Eli’s job as high priest was intercession. He was to go to the Lord for help when God’s people had gone astray. Yet, when his own sons were deep in sin, there is no record of him asking God for help. Why didn’t he ask God to intervene and bring his children to repentance? When they were young, how did he pray for them?
Many parents fail to discipline under the guise of love for the child, but it actually points to a greater love for self
Many parents correctly pray that God would bless their children and keep them out of trouble, but it is a mistake to limit our prayers to those two sentiments. Genesis states that man was “made in the image of God”; therefore, children are not meant to reflect their parents but their Maker.
How and when should Eli have prayed for his sons? When you pray for your children, do you give God the freedom to accomplish His perfect will in their lives as He sees fit? Can you admit that your child’s sins offend a righteous and holy God?

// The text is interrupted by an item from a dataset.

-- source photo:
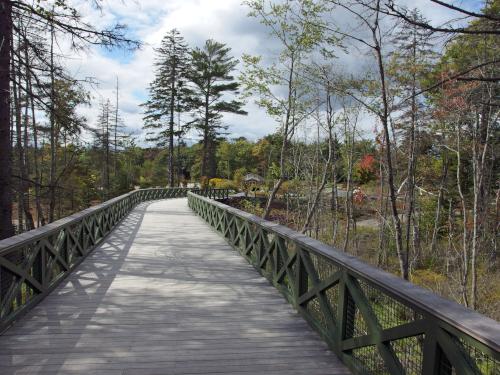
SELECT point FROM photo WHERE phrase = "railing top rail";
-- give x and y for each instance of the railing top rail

Parents are the primary role model children have to observe what it looks like to honour God. A parent has the freedom to disregard certain scriptures that they do not feel are applicable, but they cannot choose how their children will interpret and apply this same freedom with God’s Word in their own lives.
Like Eli, we live in a time when the standard for right or wrong is largely driven by society or a mixture of society and scripture. As we continue this series, it’s important to consider from your own perspective, your child’s perspective and, most importantly, through the lens of Scripture if God is indeed the standard and head of your household or if you are.